Students offer lunchbox survival tips

If you ever find yourself staring blankly at your child’s lunchbox, wondering what on earth to pack that he’ll actually eat, don’t worry, you’re not alone.

Students say packing lunch is tricky, mostly because of the transformation process: food that starts off fresh and yummy turns into something entirely different by the time lunch rolls around 3 and 4 hours later.

So here’s some wise advice from the student experts:

No bananas. Please.

Horror stories abound about bananas that started out ripe and yellow, but by lunch had turned into a pulpy, rotten mess, some¬times coating all the other food in a sticky banana paste. Yum.

This is because kids don’t just carry their lunchboxes — they swing them in circles, squash them into their lockers, and playfully whack each other with them.

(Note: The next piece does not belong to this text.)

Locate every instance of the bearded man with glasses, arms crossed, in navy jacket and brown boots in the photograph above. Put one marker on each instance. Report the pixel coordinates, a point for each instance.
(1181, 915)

Heavier objects such as water bottles and thermoses crash into other foods like bumper cars at the fair. So whatever is packed inside that can be squished, will be squished. This, according to the students, includes most fruit: strawberries, blueberries, pineapple, even whole oranges.

Double-protect food.

Avoid the squish factor and help lunch stay fresh by wrapping everything — from sandwiches to grapes — in paper towels or plastic and sealing it in containers, because the biggest problem by far for the lunchbox crowd is mushy food.

Lettuce goes limp, cheese turns to goo, and it just tastes bad.

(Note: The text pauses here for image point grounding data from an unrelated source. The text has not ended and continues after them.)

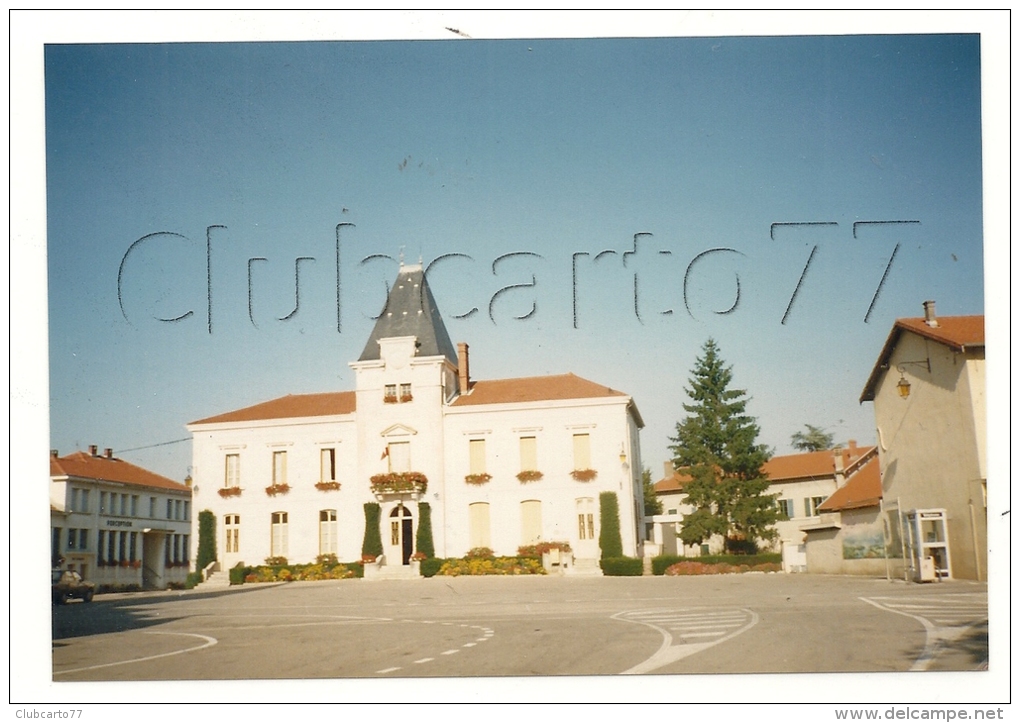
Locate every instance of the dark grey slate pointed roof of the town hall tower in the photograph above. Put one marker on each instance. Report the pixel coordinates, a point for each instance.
(411, 312)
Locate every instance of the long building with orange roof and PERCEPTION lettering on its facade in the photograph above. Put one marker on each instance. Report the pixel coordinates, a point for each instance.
(118, 525)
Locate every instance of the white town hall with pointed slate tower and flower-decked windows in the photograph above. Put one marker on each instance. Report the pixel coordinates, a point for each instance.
(501, 463)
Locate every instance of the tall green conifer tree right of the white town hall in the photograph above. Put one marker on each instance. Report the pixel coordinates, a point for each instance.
(717, 445)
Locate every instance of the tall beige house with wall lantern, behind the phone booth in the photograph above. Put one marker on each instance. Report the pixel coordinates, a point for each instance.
(929, 391)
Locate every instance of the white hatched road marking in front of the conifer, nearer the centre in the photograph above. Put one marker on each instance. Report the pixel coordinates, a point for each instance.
(670, 653)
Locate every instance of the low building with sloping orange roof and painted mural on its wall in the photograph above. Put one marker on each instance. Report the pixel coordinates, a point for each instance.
(849, 537)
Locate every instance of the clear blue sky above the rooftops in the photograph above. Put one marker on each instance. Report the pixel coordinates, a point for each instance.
(487, 148)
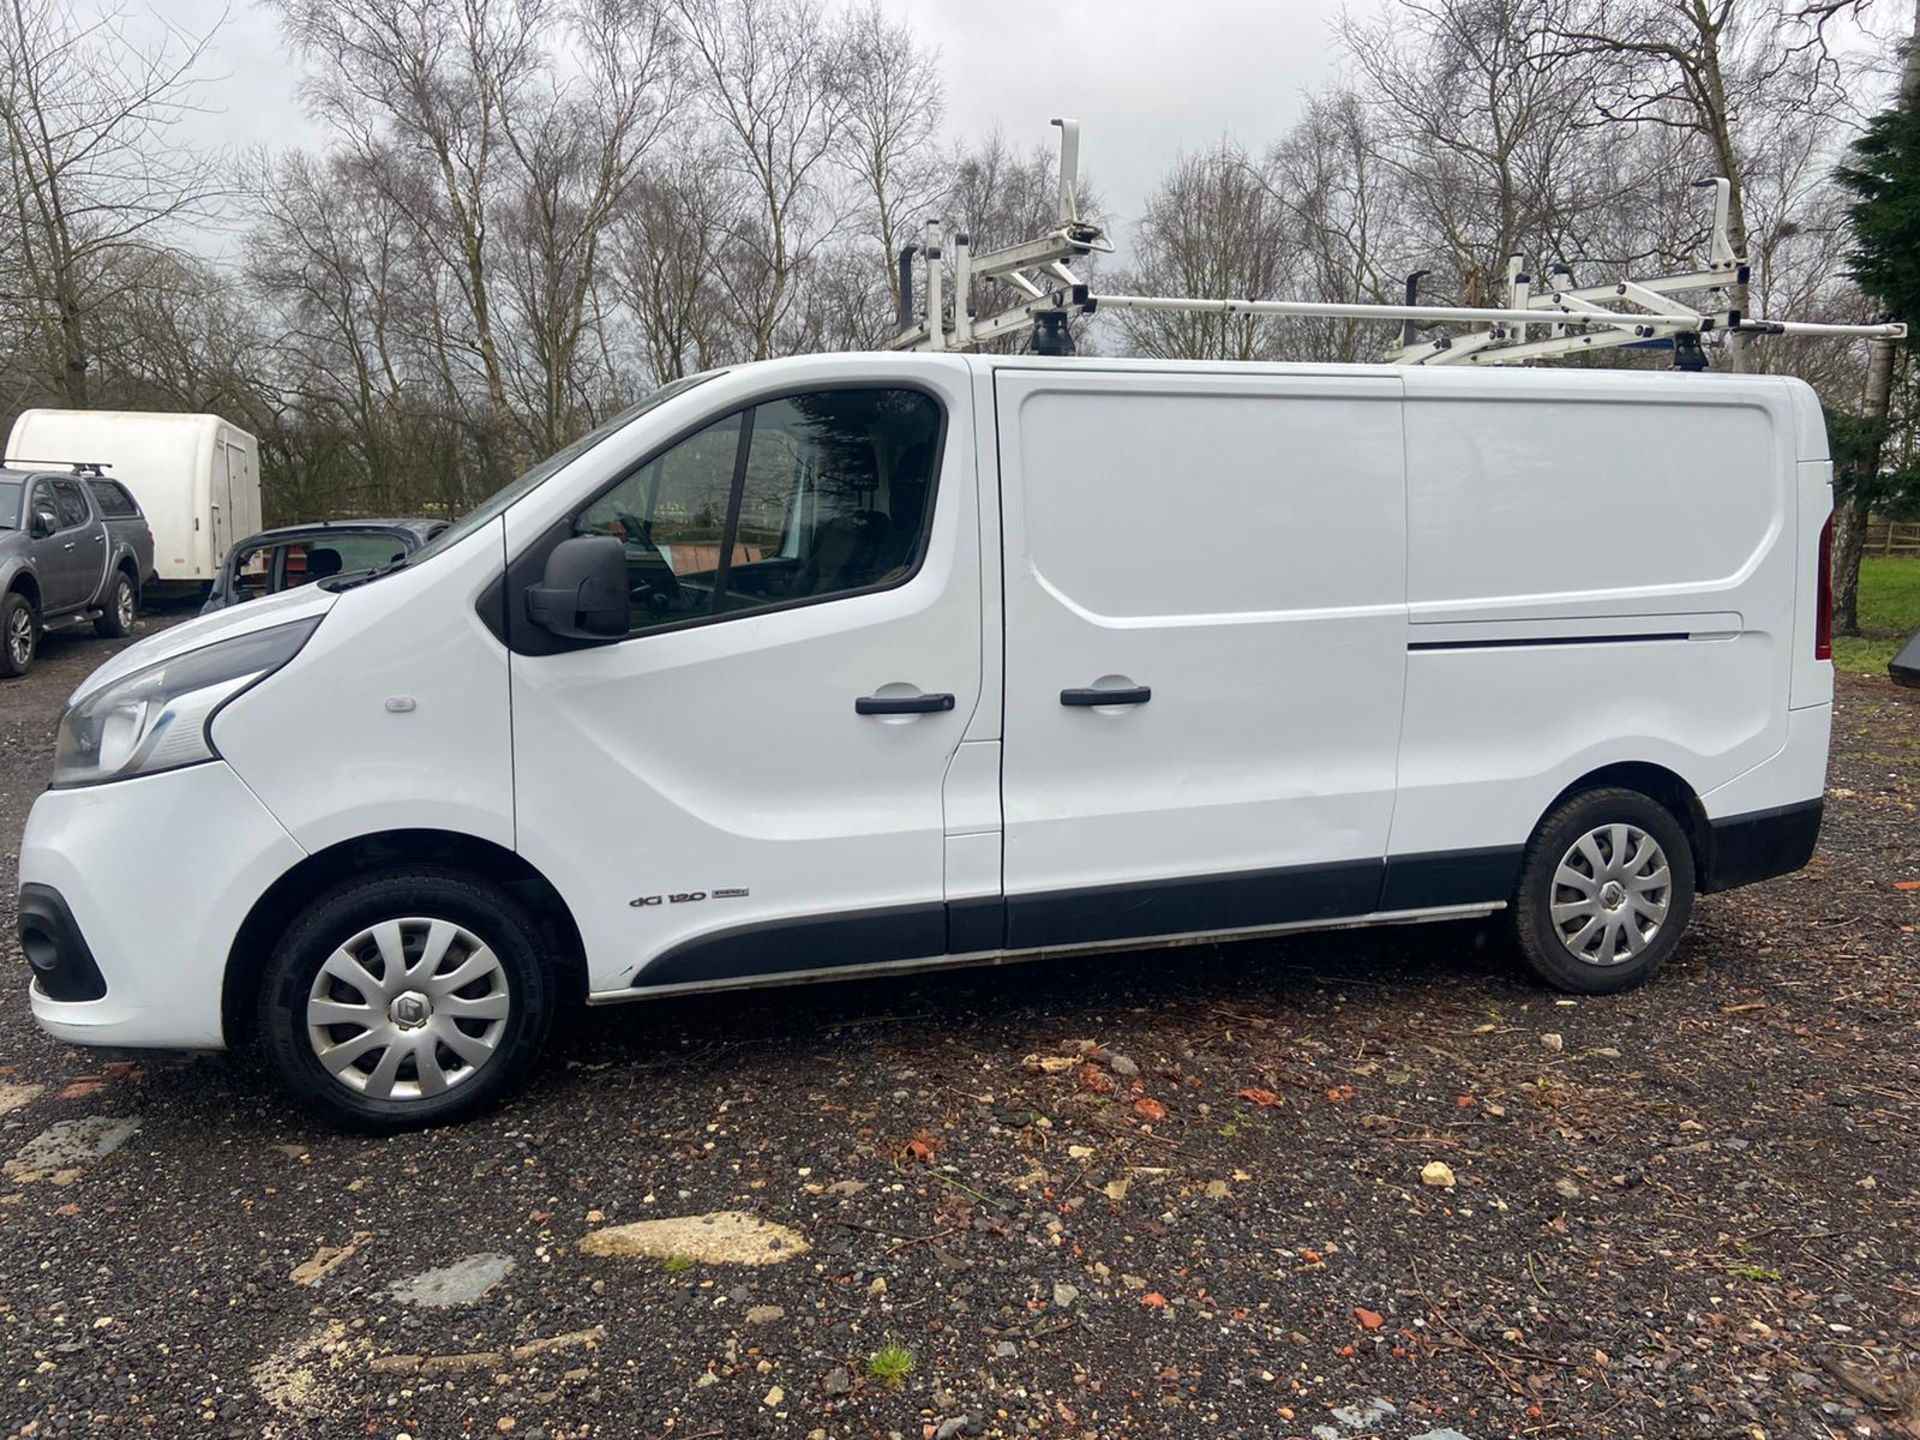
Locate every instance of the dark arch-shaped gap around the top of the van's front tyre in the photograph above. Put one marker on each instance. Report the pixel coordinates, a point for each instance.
(393, 850)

Don’t put condiments on bread (again with the mush factor.)

Instead, spread a small amount of mayo or mustard between slices of meat so the bread stays fresh.

Variety is good, and sweets are even better.

Kids say a teensy, weensy, small treat at the end — meaning “all the non-healthy things in the world” — is like a smile and a hug.

Other good advice:

Instead of bananas, pack banana chips.

Lemon juice on cut up fruit such as apples or pears keeps it fresh, and doesn’t taste like lemon at all.

Toasted bagels are a favorite. Let them cool, then put cream cheese in all kinds of flavors inside and wrap it for freshness.

Another big hit: mac and cheese, kept hot inside a thermos. Students say hot meals ranging from soup to chicken and dumplings are great for lunch.

And in the “I never want that again” category: Tuna packets and butter sandwiches top the list.

And broccoli. One kid in 20 actually liked broccoli, but one thing they all agreed on: if you send veggies, don’t forget the dipping sauce!

Meet the experts:

Students at Nativity on James Island and Divine Redeemer in Hanahan offered some dos and don’ts for packing lunch.

Starting with K-5 and going up to eighth grade, Nativity students include Christina, Carol Ann, Andrew, Daniel, Lotus, Logan, Michael, Louis and Melah. At Divine Redeemer, Sydney Charles, Eva Jones, and Emma and Lyla Darnell gave their advice.